Even with her professional advantage, starting a line from scratch wasn’t easy. It took years to get the formulas right. “At first when I was working with chemists, I didn’t like the answers I was getting,” recalls Deborah, who says they seemed more concerned with cost than quality. “I came home from these meetings in New York and California completely frustrated. The chemists were telling me to do it differently, but I said I’m going to make what I want to make.” What she wanted to make was products derived from herbs and flowers grown from organic seeds planted on her own property. “I was figuring it out on the fly,” she says. “Thank God for Google! I melted mixtures in the microwave. I bet I threw out 50 gallons before I got a certain product right.”

“The beauty is, Mom,” interjects Alexandra, “you’re not afraid to ask questions. You’ve never been inhibited in that way.”

Since the line debuted in 2003, it has grown to 180 products and attracted a clientele who see quick results and lasting value in its creams, cleansers, and essential oils. “There are no fillers, no synthetics in our products.
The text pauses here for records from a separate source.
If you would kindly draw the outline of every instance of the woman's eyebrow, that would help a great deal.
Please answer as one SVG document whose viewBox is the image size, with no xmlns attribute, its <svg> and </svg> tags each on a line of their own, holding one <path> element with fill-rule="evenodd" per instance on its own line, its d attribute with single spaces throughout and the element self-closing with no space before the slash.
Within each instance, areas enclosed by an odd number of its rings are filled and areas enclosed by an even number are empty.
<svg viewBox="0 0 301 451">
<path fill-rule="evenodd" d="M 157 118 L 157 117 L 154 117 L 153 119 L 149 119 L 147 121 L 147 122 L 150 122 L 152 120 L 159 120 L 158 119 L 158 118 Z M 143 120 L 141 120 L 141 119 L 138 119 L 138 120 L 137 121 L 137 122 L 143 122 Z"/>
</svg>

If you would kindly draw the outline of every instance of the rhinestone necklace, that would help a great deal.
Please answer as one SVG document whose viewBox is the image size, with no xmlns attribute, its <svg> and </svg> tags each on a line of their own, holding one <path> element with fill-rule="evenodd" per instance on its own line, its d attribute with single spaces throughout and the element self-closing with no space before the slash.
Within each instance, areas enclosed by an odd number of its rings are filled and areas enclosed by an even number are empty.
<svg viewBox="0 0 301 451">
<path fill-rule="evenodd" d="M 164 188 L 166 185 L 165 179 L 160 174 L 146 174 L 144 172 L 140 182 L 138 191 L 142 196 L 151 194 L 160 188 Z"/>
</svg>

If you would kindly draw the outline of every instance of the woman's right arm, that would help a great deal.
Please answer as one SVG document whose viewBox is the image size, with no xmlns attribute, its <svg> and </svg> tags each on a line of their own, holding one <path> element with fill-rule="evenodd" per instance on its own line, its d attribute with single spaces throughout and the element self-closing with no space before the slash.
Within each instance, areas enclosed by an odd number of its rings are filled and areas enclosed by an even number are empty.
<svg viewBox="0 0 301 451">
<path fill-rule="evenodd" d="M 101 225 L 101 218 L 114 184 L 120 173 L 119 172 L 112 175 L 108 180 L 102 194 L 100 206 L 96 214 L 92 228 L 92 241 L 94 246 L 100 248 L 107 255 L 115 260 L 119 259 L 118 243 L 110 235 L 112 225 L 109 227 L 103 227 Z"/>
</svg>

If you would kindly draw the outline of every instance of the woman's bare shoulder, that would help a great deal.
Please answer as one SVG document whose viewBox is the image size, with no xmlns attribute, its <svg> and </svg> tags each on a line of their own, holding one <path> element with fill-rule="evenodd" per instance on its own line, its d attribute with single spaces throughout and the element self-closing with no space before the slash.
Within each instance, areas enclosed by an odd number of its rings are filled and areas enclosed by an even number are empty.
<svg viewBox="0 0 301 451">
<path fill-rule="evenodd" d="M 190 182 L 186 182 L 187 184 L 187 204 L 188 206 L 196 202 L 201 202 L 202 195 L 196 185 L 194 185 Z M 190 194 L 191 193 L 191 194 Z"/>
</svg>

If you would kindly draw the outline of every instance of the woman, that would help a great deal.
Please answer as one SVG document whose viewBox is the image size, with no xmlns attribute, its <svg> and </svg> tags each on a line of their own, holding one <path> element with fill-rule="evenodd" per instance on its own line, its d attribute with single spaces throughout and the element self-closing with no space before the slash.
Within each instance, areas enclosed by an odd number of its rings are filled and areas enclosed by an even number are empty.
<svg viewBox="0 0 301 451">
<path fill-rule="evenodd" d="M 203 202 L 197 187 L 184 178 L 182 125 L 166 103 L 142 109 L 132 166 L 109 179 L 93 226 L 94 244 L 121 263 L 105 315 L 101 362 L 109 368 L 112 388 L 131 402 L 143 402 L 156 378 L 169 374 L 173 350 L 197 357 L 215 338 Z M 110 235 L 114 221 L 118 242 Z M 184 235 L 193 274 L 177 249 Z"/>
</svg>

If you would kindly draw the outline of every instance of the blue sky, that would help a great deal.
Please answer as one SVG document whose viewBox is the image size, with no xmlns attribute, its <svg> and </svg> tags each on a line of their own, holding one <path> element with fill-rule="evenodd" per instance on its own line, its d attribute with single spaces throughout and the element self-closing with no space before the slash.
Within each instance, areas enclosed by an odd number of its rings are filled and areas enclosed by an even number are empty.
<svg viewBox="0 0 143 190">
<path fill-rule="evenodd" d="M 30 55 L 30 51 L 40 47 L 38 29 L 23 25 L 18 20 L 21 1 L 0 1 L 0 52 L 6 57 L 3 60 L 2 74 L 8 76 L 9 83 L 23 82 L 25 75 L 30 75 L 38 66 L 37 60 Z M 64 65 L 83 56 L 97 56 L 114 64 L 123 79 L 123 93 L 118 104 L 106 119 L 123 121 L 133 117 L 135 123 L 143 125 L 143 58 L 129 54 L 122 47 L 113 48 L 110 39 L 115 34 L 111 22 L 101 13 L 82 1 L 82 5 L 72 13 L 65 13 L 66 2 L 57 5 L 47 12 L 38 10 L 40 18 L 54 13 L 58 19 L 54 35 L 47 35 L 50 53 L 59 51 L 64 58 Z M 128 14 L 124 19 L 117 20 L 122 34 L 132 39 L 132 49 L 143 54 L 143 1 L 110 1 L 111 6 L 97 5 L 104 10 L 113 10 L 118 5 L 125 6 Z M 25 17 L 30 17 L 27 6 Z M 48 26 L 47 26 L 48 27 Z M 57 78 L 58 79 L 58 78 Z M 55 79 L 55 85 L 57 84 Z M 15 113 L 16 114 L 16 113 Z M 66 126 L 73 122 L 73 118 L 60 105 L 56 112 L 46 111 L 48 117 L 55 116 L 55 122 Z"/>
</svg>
There isn’t even water,” says Deborah. “We replace water with hydrosol—a living water we distill from herbs and flowers. That’s what makes our solutions so powerful.”

botaniko, stone hollow farmstead

Petals ready to be macerated to extract essential oils

botaniko, stone hollow farmstead

Deborah trades garden shears for a white coat to mix product in the farm’s lab.

Relying on botanicals to heal, restore, and revive is an age-old practice, but new appreciation of small-batch artisans and a yearning for natural products make the Stones feel that Botaniko’s moment is especially ripe. “Now is the time,” says Deborah.

botaniko, stone hollow farmstead

Learning from her mother’s decades of experience in the skin care business, Alexandra handles front office duties like marketing and design. “But the gardening is fun,” she says.

With a sprawling farm and a burgeoning skin care line, Deborah and Alexandra seem poised to embrace the future. “We complement each other,” says Deborah. “Alex is a little more subdued; she helps me stay grounded. She listens, then processes, then comes back with a plan. I’m more of an “Oh, let’s forget the plan” kind of person. I break a lot of stuff before I get things right.”

Together, with talent, brains, and a farm’s worth of goodness to pour into each bottle, the Stone women forge ahead. Like a driver in uncharted territory, when the paved road ends they step on the gas and keep going.